Heading back home we stopped at the American Village to see the more foreign side of the island. This place is apparently popular for its night-life, which isn't easy to find in an island that's half condensed whitewash city and half vegetation. On this occasion however, there was a Linkin Park concert.


Although I said Okinawa resembles the Channel Islands, it does bear one striking difference in that it was effectively traded to the Americans at the end of WWII for a reprieve of occupation, and the statistic is something like 70% of Okinawa's land is still taken up by American bases. The bases are infamous for incidents of rape - usually drunk GIs picking on young school girls. Those GIs are not answerable to the Okinawan authorities, leaving the actual citizens of the island without any feeling of actual justice. Mainland Japan isn't interested in interfering, preportedly because they see Okinawans as sub-Japanese, but mainly because Okinawa is supposed to be the prime example of Japan/American cooperation, and so they want to avoid publicising any "trouble" that would result from actually prosecuting such GIs. The bases pay well for the land they occupy however, and the local economy is heavily based on (providing leisure for) the bases, and so their upcoming loss (moving to Guam in the next decade or so) will be both a relief and an economic worry.

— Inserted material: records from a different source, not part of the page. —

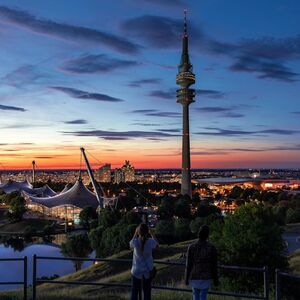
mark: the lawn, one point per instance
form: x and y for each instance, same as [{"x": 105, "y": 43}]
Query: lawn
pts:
[{"x": 18, "y": 227}]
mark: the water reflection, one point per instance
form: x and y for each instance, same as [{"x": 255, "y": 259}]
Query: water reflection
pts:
[{"x": 17, "y": 247}]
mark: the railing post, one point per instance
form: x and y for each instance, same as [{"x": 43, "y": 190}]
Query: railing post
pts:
[
  {"x": 34, "y": 278},
  {"x": 266, "y": 283},
  {"x": 277, "y": 285},
  {"x": 141, "y": 289},
  {"x": 25, "y": 279}
]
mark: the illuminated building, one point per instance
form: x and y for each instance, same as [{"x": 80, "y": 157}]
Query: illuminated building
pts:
[{"x": 105, "y": 173}]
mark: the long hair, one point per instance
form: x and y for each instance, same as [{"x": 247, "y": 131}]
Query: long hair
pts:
[{"x": 143, "y": 234}]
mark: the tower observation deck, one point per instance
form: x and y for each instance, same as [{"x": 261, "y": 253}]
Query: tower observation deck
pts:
[{"x": 185, "y": 96}]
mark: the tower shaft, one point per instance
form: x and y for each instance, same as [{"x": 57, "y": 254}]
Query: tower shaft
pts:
[
  {"x": 186, "y": 187},
  {"x": 185, "y": 96}
]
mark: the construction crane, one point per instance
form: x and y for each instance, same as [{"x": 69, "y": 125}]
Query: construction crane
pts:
[
  {"x": 33, "y": 171},
  {"x": 94, "y": 182}
]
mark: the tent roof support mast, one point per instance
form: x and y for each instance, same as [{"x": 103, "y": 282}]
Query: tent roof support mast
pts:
[{"x": 94, "y": 183}]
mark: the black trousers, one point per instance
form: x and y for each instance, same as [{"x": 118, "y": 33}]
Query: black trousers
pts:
[{"x": 138, "y": 285}]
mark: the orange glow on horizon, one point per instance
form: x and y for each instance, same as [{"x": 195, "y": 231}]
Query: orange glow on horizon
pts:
[{"x": 67, "y": 159}]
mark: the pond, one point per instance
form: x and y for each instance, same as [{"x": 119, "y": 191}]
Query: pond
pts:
[{"x": 13, "y": 271}]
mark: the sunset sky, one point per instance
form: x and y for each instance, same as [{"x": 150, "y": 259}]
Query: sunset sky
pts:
[{"x": 101, "y": 74}]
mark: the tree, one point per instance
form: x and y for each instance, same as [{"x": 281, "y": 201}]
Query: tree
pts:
[
  {"x": 182, "y": 229},
  {"x": 17, "y": 208},
  {"x": 205, "y": 210},
  {"x": 76, "y": 245},
  {"x": 250, "y": 237},
  {"x": 87, "y": 215},
  {"x": 196, "y": 224},
  {"x": 166, "y": 209},
  {"x": 236, "y": 192},
  {"x": 182, "y": 208},
  {"x": 108, "y": 217},
  {"x": 165, "y": 231},
  {"x": 114, "y": 238},
  {"x": 280, "y": 213},
  {"x": 95, "y": 237},
  {"x": 48, "y": 232},
  {"x": 292, "y": 216}
]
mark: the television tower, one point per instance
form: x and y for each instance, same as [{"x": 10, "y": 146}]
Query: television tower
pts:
[{"x": 185, "y": 96}]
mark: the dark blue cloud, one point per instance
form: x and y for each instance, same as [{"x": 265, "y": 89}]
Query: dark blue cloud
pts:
[
  {"x": 100, "y": 63},
  {"x": 79, "y": 94},
  {"x": 164, "y": 2},
  {"x": 158, "y": 31},
  {"x": 23, "y": 75},
  {"x": 168, "y": 94},
  {"x": 64, "y": 31},
  {"x": 214, "y": 131},
  {"x": 157, "y": 113},
  {"x": 145, "y": 124},
  {"x": 213, "y": 109},
  {"x": 75, "y": 122},
  {"x": 265, "y": 56},
  {"x": 140, "y": 82},
  {"x": 264, "y": 68},
  {"x": 225, "y": 112},
  {"x": 121, "y": 135},
  {"x": 171, "y": 94},
  {"x": 210, "y": 93},
  {"x": 168, "y": 130},
  {"x": 13, "y": 108}
]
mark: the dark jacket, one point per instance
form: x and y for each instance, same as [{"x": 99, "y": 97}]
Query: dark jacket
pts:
[{"x": 201, "y": 261}]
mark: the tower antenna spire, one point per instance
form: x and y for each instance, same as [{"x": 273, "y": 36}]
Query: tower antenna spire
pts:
[
  {"x": 185, "y": 96},
  {"x": 185, "y": 23}
]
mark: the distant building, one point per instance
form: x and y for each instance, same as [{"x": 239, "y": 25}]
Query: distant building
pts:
[
  {"x": 105, "y": 173},
  {"x": 129, "y": 173},
  {"x": 125, "y": 174},
  {"x": 119, "y": 176}
]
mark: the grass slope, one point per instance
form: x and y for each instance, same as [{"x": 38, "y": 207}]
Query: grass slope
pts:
[{"x": 19, "y": 227}]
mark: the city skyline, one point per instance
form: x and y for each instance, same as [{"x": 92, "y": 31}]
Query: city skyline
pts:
[{"x": 102, "y": 76}]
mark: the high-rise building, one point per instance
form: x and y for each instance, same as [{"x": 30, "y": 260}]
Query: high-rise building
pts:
[
  {"x": 128, "y": 170},
  {"x": 185, "y": 96},
  {"x": 118, "y": 176},
  {"x": 105, "y": 173},
  {"x": 124, "y": 174}
]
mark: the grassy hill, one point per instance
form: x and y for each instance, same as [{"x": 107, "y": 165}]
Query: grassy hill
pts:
[{"x": 113, "y": 272}]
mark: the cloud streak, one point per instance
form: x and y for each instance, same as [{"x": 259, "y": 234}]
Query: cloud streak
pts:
[
  {"x": 121, "y": 135},
  {"x": 64, "y": 31},
  {"x": 96, "y": 63},
  {"x": 141, "y": 82},
  {"x": 76, "y": 122},
  {"x": 266, "y": 56},
  {"x": 157, "y": 113},
  {"x": 79, "y": 94},
  {"x": 12, "y": 108},
  {"x": 214, "y": 131}
]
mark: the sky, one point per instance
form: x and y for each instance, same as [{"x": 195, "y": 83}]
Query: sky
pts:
[{"x": 101, "y": 75}]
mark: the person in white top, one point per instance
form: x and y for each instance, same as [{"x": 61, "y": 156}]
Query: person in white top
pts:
[{"x": 142, "y": 243}]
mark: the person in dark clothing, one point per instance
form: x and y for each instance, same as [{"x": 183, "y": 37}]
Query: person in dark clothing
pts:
[
  {"x": 142, "y": 244},
  {"x": 201, "y": 265}
]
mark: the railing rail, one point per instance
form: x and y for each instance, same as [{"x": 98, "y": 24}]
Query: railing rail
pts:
[
  {"x": 36, "y": 280},
  {"x": 278, "y": 282},
  {"x": 24, "y": 282}
]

During my time on the island I saw fairly little of them, apart from small reminders here and there: the enormous base right next to the airport, the propaganda-filled US television channel, frequent jets/helicopters overhead, shops accepting dollars...

However, this shouldn't be enough to dissuade you from visiting the island. Okinawa has its own quirkiness to it, with its unique position being part of Japan, not part of Japan, part of America etc. and it plays the role very well. It is the poorest region of Japan, but that only shows around the edges, and so long as you come prepared for a strong sun, strange transportation (bring an international license!) and come with an explorative mood, Okinawa is actually a pretty decent place.